As for negotiations with Japan, as the minister mentioned, there have been over 76 contacts with that country to negotiate the complete opening of borders. We can see the light at the end of the tunnel.

And the consumers have not stopped eating beef, in contrast to what happened in Europe. On the contrary, they have increased their beef consumption in order to help the farmers. It is a very serious problem and the government is working with all its might to find solutions.

I wonder if the problem is not that the hon. members in opposition do not stay up to date on the issue in order to be able to inform both the farmers and their constituents properly. The allegations they are making are completely wrong.

If they think that they lack information, we can try to do something about that, and get more information to them, if that is what is needed. The information is available. However, they do not seem to transmit it because they do not have it.

SupplyGovernment Orders

11:40 a.m.

Canadian Alliance

Monte Solberg Canadian Alliance Medicine Hat, AB

Mr. Speaker, my friend has a lot of his facts wrong. I did not say that the minister was sitting around eating hamburgers, but I did say that about the prime minister in waiting and I said the same thing essentially about the Prime Minister. I stand by that. I do not think they have done anything at all. The agriculture minister has tried to do some things, but if he does not have the support of his cabinet, especially the highest reaches of the cabinet, he is not going to achieve a whole heck of a lot.

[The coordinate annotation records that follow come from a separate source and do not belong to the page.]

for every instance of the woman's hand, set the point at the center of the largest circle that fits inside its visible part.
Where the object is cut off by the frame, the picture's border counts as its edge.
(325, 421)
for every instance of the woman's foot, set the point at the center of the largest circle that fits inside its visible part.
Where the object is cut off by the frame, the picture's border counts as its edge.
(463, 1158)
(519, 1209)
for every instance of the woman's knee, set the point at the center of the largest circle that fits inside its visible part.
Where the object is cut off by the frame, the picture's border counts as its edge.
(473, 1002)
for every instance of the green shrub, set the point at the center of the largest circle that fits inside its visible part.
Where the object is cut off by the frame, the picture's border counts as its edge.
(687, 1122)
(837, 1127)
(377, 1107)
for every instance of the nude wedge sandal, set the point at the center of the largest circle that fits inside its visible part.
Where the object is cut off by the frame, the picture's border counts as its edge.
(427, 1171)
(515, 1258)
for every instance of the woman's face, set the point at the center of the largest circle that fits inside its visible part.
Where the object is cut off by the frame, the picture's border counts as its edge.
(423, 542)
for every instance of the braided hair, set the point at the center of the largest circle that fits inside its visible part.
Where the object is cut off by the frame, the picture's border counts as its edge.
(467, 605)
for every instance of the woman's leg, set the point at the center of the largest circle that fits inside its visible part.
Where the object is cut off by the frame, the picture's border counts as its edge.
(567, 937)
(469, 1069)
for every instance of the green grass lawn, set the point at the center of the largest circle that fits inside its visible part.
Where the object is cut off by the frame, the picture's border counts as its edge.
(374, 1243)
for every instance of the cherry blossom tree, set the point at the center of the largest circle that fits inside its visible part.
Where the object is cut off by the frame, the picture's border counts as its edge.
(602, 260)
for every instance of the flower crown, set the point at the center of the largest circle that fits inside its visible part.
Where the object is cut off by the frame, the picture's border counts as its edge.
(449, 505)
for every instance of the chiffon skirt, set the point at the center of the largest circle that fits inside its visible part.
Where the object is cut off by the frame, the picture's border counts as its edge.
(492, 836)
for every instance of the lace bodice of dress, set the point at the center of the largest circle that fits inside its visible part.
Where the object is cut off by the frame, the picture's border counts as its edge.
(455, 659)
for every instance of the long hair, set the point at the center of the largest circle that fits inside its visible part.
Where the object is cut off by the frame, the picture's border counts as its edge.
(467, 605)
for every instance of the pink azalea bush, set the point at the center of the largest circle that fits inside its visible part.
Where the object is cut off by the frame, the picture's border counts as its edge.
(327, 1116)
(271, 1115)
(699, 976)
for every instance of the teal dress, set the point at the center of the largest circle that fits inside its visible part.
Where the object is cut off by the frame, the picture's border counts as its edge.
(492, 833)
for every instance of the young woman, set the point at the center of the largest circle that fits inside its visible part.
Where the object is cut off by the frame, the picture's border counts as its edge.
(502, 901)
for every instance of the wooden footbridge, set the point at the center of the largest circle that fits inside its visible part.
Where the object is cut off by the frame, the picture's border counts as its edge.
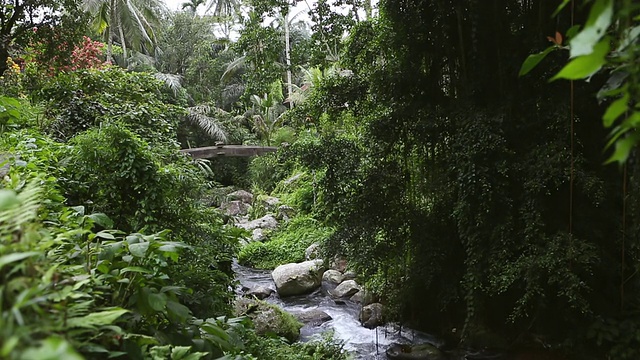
(228, 150)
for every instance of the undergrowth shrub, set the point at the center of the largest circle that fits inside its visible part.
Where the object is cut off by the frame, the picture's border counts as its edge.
(287, 244)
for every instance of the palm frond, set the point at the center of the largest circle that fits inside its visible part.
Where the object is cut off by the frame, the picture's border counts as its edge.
(199, 115)
(172, 81)
(233, 68)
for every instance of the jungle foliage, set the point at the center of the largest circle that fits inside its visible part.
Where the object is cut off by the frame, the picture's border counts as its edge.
(478, 200)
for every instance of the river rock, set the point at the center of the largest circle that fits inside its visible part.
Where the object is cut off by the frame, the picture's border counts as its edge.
(332, 276)
(265, 222)
(258, 235)
(298, 278)
(260, 292)
(313, 317)
(414, 352)
(349, 275)
(293, 179)
(371, 315)
(268, 318)
(339, 264)
(269, 203)
(312, 252)
(345, 289)
(241, 195)
(235, 208)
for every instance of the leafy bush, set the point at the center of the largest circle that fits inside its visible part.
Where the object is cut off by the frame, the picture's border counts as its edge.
(102, 290)
(80, 100)
(116, 172)
(287, 245)
(265, 172)
(299, 190)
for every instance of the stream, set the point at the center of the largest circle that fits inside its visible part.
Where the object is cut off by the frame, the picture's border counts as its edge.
(362, 343)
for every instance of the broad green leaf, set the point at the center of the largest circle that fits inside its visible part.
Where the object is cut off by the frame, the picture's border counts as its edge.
(195, 356)
(599, 20)
(97, 318)
(612, 86)
(52, 348)
(7, 259)
(8, 346)
(78, 209)
(178, 311)
(8, 199)
(139, 249)
(571, 33)
(157, 301)
(102, 220)
(560, 7)
(106, 235)
(137, 269)
(533, 60)
(585, 66)
(616, 109)
(629, 37)
(623, 149)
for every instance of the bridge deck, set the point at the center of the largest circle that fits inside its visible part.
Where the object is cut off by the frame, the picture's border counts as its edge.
(228, 150)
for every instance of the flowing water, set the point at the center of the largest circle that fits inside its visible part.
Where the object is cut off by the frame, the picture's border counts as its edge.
(363, 343)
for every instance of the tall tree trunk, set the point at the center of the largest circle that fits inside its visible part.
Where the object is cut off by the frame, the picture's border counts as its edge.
(288, 57)
(123, 43)
(112, 5)
(368, 9)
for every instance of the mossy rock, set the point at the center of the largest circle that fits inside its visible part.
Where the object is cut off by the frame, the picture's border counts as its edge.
(268, 318)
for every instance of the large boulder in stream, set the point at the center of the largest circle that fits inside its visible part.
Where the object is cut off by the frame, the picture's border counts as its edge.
(241, 195)
(332, 276)
(268, 318)
(345, 289)
(371, 315)
(260, 292)
(235, 208)
(313, 317)
(265, 222)
(298, 278)
(414, 352)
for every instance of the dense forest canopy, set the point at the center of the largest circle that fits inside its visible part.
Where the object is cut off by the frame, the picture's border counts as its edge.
(450, 150)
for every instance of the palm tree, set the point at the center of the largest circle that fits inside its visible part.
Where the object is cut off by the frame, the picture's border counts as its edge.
(267, 111)
(132, 22)
(192, 5)
(222, 8)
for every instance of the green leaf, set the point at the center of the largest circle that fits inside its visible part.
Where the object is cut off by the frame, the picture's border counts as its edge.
(599, 20)
(157, 301)
(612, 86)
(139, 249)
(571, 33)
(623, 149)
(137, 269)
(7, 259)
(52, 348)
(533, 60)
(92, 320)
(178, 311)
(102, 220)
(560, 7)
(629, 37)
(8, 199)
(8, 346)
(106, 235)
(616, 109)
(585, 66)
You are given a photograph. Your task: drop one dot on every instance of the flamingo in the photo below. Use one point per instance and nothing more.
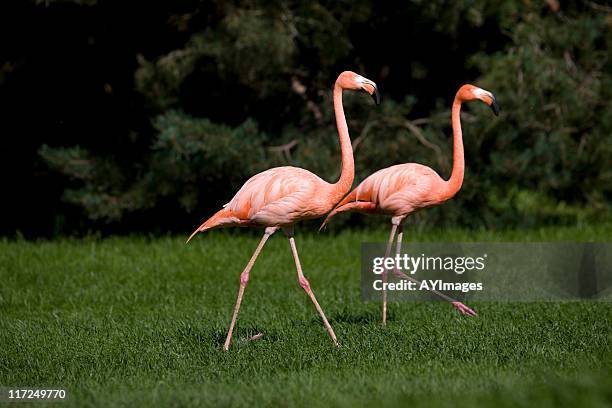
(280, 197)
(405, 188)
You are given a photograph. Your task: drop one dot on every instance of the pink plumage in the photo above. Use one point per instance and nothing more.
(282, 196)
(400, 190)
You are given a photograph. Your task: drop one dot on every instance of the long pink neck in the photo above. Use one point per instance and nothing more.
(453, 185)
(347, 175)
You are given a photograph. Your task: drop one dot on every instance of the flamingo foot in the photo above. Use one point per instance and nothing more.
(463, 309)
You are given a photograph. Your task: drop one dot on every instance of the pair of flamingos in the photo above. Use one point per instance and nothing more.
(280, 197)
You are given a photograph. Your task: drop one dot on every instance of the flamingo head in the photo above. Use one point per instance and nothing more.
(351, 80)
(470, 93)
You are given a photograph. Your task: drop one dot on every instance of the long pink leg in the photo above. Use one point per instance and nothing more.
(387, 253)
(458, 305)
(306, 286)
(244, 279)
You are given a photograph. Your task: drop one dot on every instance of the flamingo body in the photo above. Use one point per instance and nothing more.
(280, 197)
(405, 188)
(397, 191)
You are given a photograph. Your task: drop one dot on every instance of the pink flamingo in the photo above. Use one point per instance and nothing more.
(280, 197)
(405, 188)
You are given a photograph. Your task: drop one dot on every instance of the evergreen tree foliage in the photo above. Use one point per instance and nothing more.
(250, 88)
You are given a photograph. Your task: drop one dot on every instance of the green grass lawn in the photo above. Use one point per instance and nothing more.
(136, 321)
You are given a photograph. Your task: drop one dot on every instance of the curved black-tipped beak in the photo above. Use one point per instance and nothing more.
(494, 106)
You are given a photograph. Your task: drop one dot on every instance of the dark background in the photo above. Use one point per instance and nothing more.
(154, 93)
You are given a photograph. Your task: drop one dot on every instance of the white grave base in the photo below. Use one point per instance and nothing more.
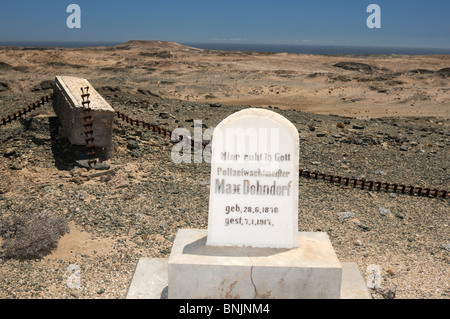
(196, 271)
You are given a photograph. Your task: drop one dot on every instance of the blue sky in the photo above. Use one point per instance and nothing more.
(404, 23)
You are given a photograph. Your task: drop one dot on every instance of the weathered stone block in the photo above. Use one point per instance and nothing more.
(196, 270)
(67, 103)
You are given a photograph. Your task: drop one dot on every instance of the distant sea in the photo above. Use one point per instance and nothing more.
(275, 48)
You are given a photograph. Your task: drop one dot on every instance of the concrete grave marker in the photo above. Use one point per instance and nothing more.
(252, 248)
(67, 103)
(254, 181)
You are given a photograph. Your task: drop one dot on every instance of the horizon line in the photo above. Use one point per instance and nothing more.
(287, 43)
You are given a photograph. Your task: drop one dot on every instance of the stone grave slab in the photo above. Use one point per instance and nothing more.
(68, 107)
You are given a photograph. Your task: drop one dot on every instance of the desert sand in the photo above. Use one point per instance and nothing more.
(359, 86)
(376, 117)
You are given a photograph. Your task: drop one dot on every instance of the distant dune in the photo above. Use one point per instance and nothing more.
(154, 45)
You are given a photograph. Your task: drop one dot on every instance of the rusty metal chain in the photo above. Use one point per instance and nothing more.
(373, 185)
(88, 127)
(22, 112)
(335, 179)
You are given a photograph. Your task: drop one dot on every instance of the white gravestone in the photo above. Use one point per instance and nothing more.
(254, 181)
(252, 247)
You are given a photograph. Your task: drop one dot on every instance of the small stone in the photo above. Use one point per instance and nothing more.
(9, 152)
(132, 145)
(40, 139)
(320, 134)
(346, 216)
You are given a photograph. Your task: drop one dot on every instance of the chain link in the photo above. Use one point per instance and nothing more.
(88, 127)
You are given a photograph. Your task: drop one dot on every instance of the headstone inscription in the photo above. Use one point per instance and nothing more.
(254, 181)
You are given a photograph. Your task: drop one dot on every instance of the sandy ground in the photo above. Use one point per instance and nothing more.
(359, 86)
(402, 103)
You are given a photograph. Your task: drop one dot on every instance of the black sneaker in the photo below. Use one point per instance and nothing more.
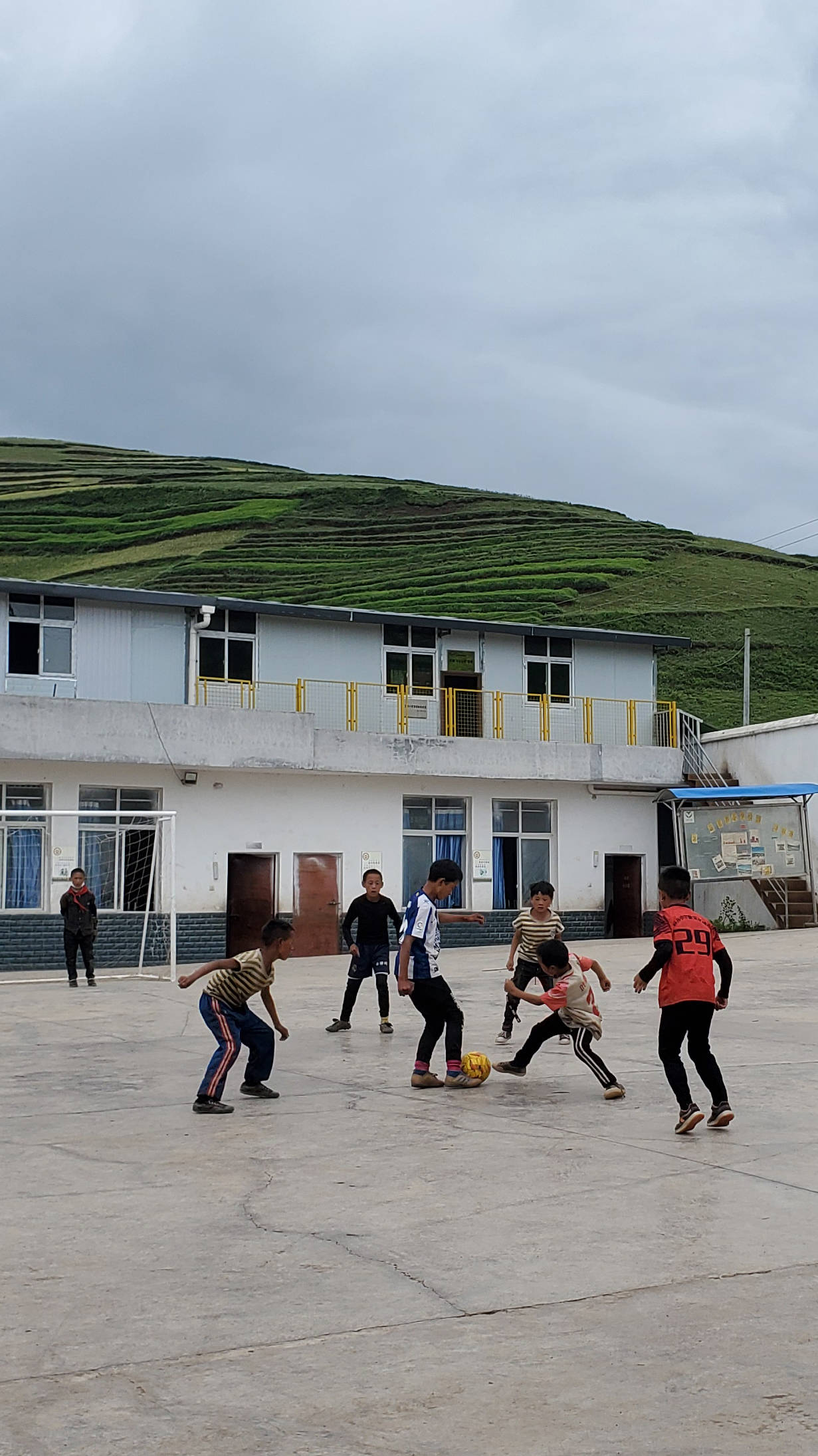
(721, 1116)
(689, 1119)
(258, 1090)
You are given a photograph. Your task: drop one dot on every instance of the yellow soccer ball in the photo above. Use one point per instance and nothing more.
(476, 1064)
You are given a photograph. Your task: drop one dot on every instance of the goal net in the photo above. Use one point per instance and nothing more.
(128, 856)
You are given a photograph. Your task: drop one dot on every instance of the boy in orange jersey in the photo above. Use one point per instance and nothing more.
(686, 945)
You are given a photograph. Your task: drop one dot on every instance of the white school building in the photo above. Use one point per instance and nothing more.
(296, 746)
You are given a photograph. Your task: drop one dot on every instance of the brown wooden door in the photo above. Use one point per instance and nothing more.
(468, 703)
(623, 883)
(318, 902)
(251, 896)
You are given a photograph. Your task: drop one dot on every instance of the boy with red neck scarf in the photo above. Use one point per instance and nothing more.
(78, 909)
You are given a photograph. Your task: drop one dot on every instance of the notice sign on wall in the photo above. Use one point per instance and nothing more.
(63, 860)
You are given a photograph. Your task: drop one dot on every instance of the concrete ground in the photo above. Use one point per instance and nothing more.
(363, 1270)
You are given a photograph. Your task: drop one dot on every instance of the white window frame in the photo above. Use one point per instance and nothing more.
(548, 657)
(19, 822)
(227, 635)
(120, 828)
(425, 833)
(421, 693)
(43, 621)
(520, 834)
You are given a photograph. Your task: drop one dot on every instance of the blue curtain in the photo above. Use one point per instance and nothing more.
(24, 870)
(498, 874)
(450, 846)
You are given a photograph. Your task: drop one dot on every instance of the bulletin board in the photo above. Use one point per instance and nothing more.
(756, 842)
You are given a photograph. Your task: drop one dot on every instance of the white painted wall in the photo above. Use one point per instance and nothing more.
(308, 813)
(613, 670)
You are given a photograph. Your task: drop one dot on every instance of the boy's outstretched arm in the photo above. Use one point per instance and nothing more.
(405, 986)
(661, 957)
(601, 977)
(207, 970)
(272, 1014)
(725, 966)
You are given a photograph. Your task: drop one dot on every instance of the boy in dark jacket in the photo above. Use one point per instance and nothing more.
(78, 909)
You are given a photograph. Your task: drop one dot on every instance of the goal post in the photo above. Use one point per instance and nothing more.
(128, 856)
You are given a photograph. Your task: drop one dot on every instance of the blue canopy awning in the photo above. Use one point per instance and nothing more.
(742, 792)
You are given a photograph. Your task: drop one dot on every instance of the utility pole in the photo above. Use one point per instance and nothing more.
(746, 711)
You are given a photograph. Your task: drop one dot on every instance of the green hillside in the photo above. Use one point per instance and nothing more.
(126, 517)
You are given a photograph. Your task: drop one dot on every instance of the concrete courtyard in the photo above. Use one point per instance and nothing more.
(364, 1270)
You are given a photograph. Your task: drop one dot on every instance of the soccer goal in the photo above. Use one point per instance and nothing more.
(128, 855)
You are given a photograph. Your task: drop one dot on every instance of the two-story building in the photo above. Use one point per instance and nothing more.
(300, 745)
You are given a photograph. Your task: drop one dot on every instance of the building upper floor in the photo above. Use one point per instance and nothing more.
(353, 670)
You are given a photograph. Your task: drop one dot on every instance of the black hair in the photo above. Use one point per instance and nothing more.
(554, 953)
(276, 931)
(674, 880)
(447, 870)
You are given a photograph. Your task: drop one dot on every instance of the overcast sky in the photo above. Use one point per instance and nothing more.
(565, 248)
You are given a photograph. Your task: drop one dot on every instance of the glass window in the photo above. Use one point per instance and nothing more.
(211, 657)
(561, 647)
(34, 646)
(421, 846)
(536, 817)
(57, 652)
(396, 637)
(24, 647)
(239, 660)
(227, 647)
(424, 637)
(522, 849)
(396, 670)
(423, 673)
(417, 814)
(120, 854)
(506, 816)
(22, 846)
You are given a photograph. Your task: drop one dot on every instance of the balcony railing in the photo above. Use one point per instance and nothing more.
(455, 713)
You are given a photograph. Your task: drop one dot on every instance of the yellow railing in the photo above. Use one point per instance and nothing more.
(455, 713)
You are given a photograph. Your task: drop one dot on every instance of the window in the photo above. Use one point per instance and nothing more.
(227, 647)
(409, 660)
(40, 635)
(522, 848)
(433, 829)
(548, 669)
(118, 852)
(22, 846)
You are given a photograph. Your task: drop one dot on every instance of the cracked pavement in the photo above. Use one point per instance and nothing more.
(361, 1269)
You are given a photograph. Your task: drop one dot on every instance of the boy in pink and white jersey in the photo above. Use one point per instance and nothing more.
(574, 1009)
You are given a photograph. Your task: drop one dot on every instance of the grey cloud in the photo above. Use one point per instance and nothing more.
(561, 249)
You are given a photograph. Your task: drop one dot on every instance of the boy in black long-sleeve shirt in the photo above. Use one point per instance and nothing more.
(369, 949)
(78, 908)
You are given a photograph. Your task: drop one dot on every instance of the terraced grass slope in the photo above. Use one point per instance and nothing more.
(126, 517)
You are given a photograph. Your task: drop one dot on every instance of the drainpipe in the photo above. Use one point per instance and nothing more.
(205, 614)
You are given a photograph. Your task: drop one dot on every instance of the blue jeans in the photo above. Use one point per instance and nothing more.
(232, 1029)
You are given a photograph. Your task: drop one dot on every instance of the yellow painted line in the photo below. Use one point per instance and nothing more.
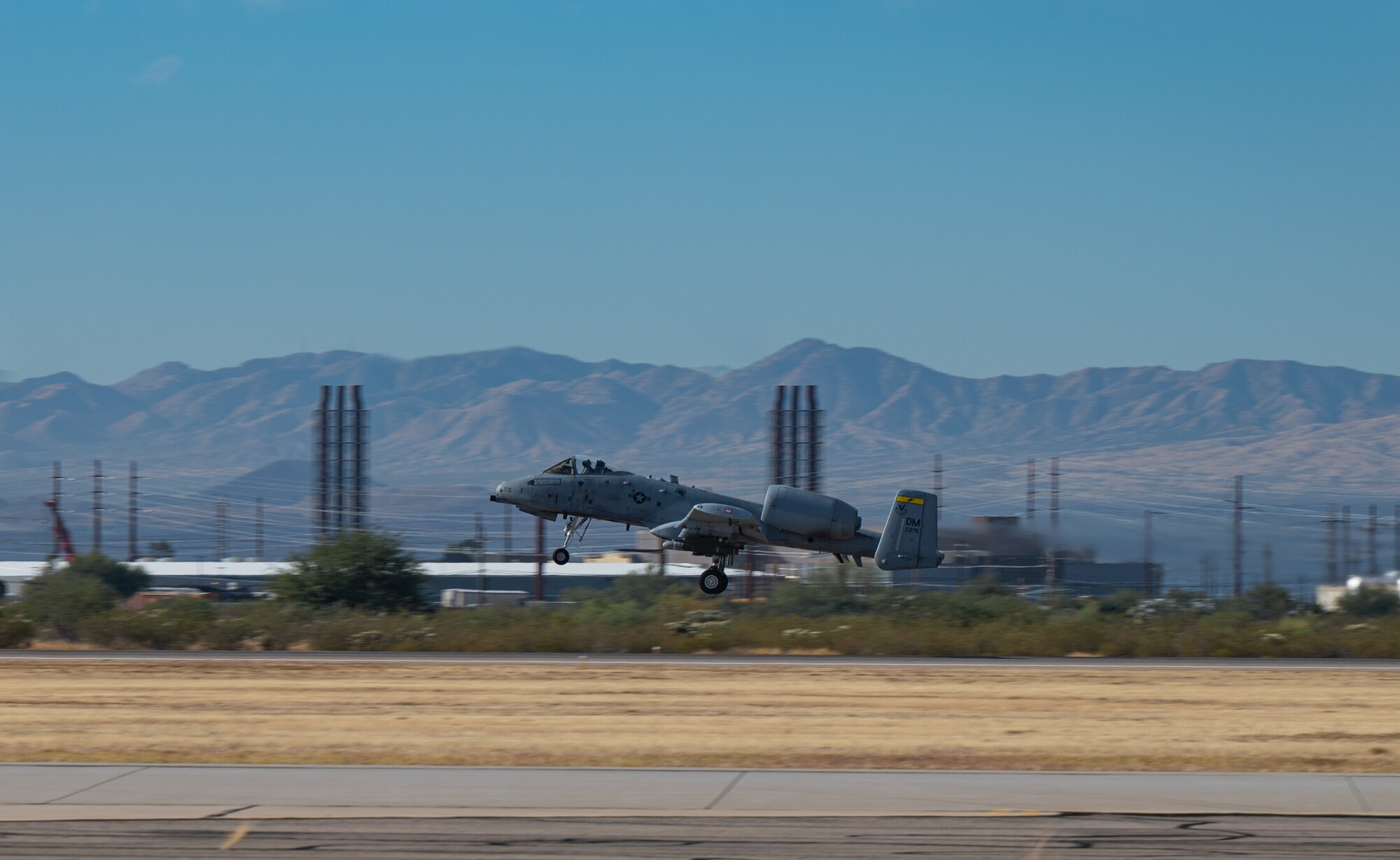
(236, 837)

I reject some of the things the member said, but I will agree that consumers figuratively and literally have stepped up to the plate. They did so because beef prices did go down. Hamburger prices went way down, contrary to what a member across the way said a few minutes ago. In fact, in July beef consumption was up 40% over July of last year. It is an outstanding tribute to Canadian consumers, who I think have been far more effective than the government in addressing this issue.